Sozialdemokratischer Widerstand: Das „Antifaschistische Kampfkomitee Hamburg“
Auch sozialdemokratische noch bestehende oder nach mehrmaligen Verhaftungen immer wieder mühevoll reorganisierte Organisationsstrukturen waren 1936/37 weitgehend zerschlagen worden. Dennoch wurden alliierte Sender abgehört und informelle Kontakte zu Gesinnungsgenossen in privaten Kreisen oder scheinbar unpolitischen Vereinigungen aufrecht erhalten. Aus solchen zunächst lockeren Zusammenhängen formierte sich im Jahre 1942 eine Widerstandsgruppe von Sozialdemokraten, die Neuordnungsvorstellungen für die Nachkriegszeit entwickelte und verschiedentlich Flugblätter in Umlauf brachte. Zu dieser Gruppe gehörten Erich Arp, der spätere Hamburger Sozialsenator Gerhard Neuenhirth, der spätere HEW-Betriebsrat Lorenz Borchers. Ebenso Dr. Gerhard Schenk, ein späterer Landesminister in Schleswig Holstein, der dann bis zum Tode Mitglied im SPD-Ortsverein Elmshorn war. Die Flugblätter stellten sie mit Hilfe eines in Elmshorn stationierten Umdruckers bei tatkräftiger Unterstützung durch den dortigen kommunistischen Gastwirt Arthur Geißler her. Unter abenteuerlichen Umständen wurden sie mit dem holzgasbetriebenen Fahrzeug Erich Arps nach Hamburg gebracht.

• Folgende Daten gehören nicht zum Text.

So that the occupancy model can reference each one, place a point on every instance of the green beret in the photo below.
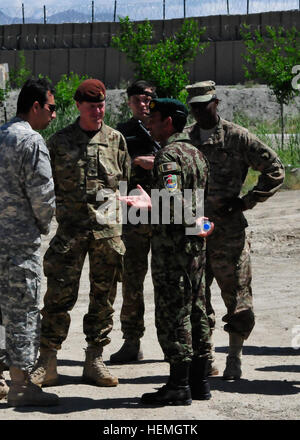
(167, 106)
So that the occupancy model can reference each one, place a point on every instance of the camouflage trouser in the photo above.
(180, 315)
(20, 278)
(228, 261)
(137, 242)
(63, 264)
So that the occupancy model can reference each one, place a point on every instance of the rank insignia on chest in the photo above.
(171, 182)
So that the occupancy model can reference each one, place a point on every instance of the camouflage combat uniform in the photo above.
(27, 205)
(178, 261)
(82, 165)
(137, 240)
(230, 151)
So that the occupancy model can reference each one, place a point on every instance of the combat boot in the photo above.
(176, 391)
(45, 371)
(3, 385)
(199, 384)
(95, 371)
(233, 368)
(22, 392)
(129, 352)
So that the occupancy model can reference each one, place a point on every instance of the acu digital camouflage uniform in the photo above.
(82, 166)
(231, 150)
(137, 240)
(178, 260)
(26, 207)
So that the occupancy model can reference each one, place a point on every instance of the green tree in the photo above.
(163, 63)
(271, 59)
(65, 89)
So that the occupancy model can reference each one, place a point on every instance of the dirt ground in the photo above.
(269, 389)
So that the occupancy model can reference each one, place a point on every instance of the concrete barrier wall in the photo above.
(84, 48)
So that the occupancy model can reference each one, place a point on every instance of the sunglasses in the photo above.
(51, 108)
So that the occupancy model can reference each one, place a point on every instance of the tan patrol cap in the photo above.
(201, 92)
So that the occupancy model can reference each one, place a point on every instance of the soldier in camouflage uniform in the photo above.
(178, 262)
(137, 238)
(89, 159)
(27, 205)
(231, 150)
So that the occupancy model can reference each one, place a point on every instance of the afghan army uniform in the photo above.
(231, 150)
(83, 167)
(137, 240)
(27, 204)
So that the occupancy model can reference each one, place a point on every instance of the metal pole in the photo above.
(115, 10)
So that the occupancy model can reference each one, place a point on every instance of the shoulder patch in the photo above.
(168, 166)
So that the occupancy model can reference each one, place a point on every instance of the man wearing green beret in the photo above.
(178, 259)
(230, 150)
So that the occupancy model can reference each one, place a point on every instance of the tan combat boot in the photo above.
(3, 385)
(45, 371)
(233, 368)
(95, 371)
(22, 392)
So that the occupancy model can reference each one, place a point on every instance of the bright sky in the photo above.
(140, 9)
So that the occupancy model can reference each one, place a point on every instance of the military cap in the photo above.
(90, 90)
(202, 91)
(167, 106)
(139, 88)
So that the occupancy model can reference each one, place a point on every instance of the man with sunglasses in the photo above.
(89, 159)
(27, 205)
(231, 150)
(137, 238)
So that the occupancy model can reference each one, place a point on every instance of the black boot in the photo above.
(176, 391)
(199, 384)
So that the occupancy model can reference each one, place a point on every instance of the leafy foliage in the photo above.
(18, 76)
(163, 63)
(271, 59)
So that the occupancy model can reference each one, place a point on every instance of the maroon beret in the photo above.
(90, 90)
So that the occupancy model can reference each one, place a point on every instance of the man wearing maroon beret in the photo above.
(89, 160)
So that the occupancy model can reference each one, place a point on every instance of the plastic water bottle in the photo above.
(205, 225)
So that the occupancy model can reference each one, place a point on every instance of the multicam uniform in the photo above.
(178, 260)
(26, 207)
(82, 165)
(230, 151)
(137, 239)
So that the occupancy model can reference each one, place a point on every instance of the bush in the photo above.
(18, 76)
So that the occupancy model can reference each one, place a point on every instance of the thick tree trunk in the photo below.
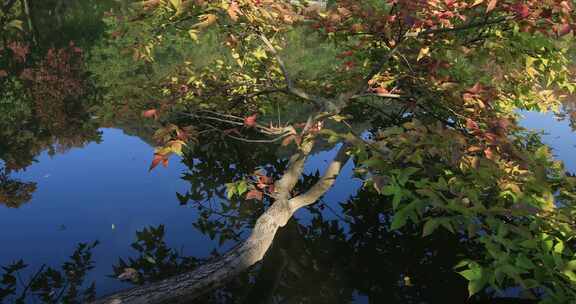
(188, 286)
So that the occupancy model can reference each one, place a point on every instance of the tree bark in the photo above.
(190, 285)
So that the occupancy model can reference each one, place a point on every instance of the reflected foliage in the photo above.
(50, 285)
(14, 193)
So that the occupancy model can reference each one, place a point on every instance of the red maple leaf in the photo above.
(250, 121)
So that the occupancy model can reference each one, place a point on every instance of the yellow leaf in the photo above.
(491, 5)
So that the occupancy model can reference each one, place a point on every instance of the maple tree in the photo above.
(439, 84)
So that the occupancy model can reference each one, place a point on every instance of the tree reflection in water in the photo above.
(320, 260)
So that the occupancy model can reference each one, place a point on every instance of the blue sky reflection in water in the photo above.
(104, 192)
(101, 192)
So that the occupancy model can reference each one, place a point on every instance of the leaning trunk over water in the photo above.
(190, 285)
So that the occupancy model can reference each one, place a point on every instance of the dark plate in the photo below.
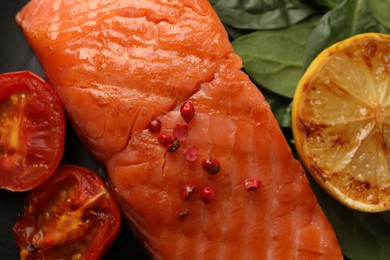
(15, 55)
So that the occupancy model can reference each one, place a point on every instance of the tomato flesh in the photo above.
(32, 131)
(71, 216)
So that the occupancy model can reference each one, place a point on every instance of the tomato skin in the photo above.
(32, 131)
(73, 215)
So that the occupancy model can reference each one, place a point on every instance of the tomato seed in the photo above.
(207, 194)
(212, 166)
(187, 111)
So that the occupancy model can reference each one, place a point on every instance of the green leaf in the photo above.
(329, 4)
(274, 59)
(262, 14)
(350, 18)
(281, 107)
(381, 11)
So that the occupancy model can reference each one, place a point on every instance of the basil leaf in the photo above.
(329, 4)
(350, 18)
(262, 14)
(274, 59)
(381, 11)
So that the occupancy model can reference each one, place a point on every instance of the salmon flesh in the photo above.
(117, 65)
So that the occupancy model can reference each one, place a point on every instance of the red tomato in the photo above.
(71, 216)
(32, 131)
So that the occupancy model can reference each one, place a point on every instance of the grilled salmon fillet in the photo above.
(120, 64)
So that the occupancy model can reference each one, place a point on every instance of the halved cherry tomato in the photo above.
(71, 216)
(32, 131)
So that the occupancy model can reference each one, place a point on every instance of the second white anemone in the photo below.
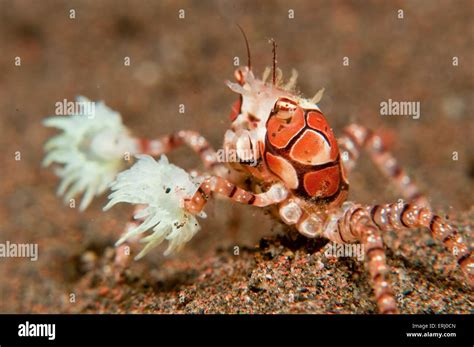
(162, 187)
(91, 150)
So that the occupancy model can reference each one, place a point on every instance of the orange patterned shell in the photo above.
(302, 151)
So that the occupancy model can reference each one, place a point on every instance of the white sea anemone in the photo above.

Erich Arp, der 1942 in Halstenbek eine Butterschmelze gekauft hatte, und um die Jahresmitte 1943 nach Elmshorn umgesiedelt war, stand in sporadischen Kontakt zum weitverzweigten Widerstandskreis um Julius Leber, zu Gesinnungsgenossen in Berlin und Schleswig-Holstein. Mit seiner Margarine aus der Butterschmelze konnte er fast alle norddeutschen Arbeitsdienstlager besuchen. Das galt auch für seine Vertretung für Schuhcreme und Bohnerwachs. In seiner Erinnerung erzählt Erich Arp, dass er hierdurch alle Möglichkeiten nutzte, im System zu überleben und gleichzeitig die nicht ungefährlichen Kontakte zu halten und zu pflegen. Nach seiner Erzählung bekam der Blockwart schon einmal 50 RM von ihm. Scherzhaft erinnerte er sich, daß er mit diesem Verhalten beinahe schon Parteianwärter bei der NSDAP geworden wäre.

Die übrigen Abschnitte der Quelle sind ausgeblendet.